UCLA is now 4-7, and thinking about it last night, this season will likely end up with the worst record since 2010, and likely the most disappointing year since 2007. That year, UCLA was a top 15 team to begin the year, and then finished with Karl Dorrell being fired en route to 6-7. UCLA was not picked as high as that this year, but the fall has been harder. The Bruins were expected to contend in the Pac-12 South -- instead, they'll finish 4th or 5th in the division. The Bruins, with Rosen, were expected, at least from a national perspective, to have one of the best offenses in the country -- instead, UCLA has arguably the worst rushing attack in the country. It is astounding to consider that as recently as the 2015 preseason, we were talking about UCLA as a dark horse playoff contender, and now we are talking about a 4-7 team that will end up starting a former walk-on at quarterback for six games.
Now UCLA moves on to the Who Cares Bowl to take on fellow 4-7 disappointment California, which is also fresh off of a defeat to its rival (congratulations on the scheduling, Pac-12!) Whether UCLA wins or loses, looks competent or not, plays hard or phones it in, barely matters.
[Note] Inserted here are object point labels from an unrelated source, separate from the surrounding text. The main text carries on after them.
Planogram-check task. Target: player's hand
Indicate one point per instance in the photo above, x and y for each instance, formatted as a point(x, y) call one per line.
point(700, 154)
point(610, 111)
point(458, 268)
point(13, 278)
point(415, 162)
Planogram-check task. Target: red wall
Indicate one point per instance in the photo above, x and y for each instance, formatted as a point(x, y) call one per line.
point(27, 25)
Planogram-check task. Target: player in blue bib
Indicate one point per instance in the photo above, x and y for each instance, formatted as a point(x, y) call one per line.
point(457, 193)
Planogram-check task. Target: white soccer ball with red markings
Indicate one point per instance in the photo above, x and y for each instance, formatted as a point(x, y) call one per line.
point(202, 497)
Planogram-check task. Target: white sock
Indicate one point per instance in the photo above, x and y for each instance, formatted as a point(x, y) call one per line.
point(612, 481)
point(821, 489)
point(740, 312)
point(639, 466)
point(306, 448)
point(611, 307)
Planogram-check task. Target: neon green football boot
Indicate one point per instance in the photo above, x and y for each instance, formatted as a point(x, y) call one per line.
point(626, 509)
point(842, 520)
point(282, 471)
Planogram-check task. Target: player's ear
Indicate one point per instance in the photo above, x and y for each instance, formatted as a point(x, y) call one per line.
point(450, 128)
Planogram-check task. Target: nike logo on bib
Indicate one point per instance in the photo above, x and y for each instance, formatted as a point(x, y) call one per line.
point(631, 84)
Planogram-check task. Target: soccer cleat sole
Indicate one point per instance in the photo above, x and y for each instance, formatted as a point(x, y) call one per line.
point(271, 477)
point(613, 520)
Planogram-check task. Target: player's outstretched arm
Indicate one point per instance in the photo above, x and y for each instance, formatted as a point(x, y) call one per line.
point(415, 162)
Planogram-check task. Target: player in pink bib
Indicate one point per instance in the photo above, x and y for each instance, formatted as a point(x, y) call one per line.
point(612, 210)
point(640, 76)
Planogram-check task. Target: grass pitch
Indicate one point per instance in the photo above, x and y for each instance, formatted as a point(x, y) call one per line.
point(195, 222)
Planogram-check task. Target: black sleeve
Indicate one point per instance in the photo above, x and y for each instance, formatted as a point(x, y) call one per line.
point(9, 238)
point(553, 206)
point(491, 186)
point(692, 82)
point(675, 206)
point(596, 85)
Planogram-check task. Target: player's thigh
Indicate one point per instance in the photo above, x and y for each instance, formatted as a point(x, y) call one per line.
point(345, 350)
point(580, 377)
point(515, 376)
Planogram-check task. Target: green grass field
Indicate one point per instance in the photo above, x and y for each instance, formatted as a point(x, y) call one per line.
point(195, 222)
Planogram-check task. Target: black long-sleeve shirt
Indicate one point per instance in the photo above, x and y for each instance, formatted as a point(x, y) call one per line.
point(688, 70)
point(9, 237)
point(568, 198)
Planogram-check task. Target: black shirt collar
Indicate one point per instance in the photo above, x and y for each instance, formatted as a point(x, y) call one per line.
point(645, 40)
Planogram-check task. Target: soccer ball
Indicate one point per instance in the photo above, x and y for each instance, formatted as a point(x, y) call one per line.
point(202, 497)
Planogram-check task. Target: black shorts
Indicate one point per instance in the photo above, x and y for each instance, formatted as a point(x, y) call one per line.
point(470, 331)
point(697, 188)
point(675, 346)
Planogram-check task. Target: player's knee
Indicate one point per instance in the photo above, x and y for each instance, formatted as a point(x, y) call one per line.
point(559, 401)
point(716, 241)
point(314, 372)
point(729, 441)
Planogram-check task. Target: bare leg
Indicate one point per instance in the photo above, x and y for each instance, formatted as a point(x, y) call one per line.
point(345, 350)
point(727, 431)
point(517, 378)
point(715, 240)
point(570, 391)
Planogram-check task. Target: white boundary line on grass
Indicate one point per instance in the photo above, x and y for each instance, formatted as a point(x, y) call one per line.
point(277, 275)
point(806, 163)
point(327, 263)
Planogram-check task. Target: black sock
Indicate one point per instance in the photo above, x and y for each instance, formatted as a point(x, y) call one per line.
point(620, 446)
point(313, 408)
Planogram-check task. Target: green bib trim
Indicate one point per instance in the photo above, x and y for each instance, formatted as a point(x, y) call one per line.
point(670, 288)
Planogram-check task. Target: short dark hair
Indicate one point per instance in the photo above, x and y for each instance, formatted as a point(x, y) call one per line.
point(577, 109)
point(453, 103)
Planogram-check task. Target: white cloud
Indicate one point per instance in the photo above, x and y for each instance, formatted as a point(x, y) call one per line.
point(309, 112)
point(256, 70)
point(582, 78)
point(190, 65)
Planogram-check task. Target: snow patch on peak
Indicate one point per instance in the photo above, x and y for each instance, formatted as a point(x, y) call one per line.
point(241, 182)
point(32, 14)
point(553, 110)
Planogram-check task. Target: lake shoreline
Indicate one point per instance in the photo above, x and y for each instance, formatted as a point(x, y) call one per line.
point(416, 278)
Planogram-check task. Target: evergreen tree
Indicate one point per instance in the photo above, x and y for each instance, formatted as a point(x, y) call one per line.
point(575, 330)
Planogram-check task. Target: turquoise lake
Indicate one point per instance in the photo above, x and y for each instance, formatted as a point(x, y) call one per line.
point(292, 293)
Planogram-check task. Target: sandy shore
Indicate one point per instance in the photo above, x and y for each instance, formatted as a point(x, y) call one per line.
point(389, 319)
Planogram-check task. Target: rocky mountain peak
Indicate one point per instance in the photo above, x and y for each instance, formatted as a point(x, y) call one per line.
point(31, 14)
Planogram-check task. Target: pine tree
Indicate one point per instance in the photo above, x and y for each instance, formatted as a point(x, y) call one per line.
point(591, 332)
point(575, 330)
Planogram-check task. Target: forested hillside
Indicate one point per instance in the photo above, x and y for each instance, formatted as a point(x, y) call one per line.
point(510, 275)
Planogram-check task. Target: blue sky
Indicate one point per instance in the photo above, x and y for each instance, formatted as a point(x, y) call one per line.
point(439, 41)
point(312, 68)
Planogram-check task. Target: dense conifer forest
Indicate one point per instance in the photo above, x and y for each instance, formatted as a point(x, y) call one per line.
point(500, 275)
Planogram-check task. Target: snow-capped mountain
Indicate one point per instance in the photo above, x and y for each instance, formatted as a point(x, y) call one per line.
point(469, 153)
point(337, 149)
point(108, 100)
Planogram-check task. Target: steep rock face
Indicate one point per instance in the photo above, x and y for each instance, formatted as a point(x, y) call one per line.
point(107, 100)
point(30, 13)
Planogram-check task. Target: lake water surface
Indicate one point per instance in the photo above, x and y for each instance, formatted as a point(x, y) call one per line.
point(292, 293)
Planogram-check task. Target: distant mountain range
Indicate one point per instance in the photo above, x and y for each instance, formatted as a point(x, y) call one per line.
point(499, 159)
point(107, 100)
In theory, UCLA could make a bowl game as a 5-7 team, but we don't have the stomach to look at APR rankings on this Sunday morning. A demoralizing crap bowl game against some MAC team just doesn't quite get the juices flowing, and while the extra December practices would be nice, using December to recruit and really plan out a new offensive direction for next season would probably be the better utilization of time.
UCLA needs to nail this upcoming offseason to the tune of a deep and talented recruiting class, a revamped offensive attack, and a hard pursuit of any talented offensive linemen on the grad transfer circuit. The Bruins still have a lot of talent in the program, but the window for UCLA to break through into a Pac-12 Championship caliber team has narrowed considerably, and, unless UCLA absolutely crushes this offseason, we're concerned that window could narrow into the barest crack that not even the vapors of UCLA fans' remaining hopes could fit through.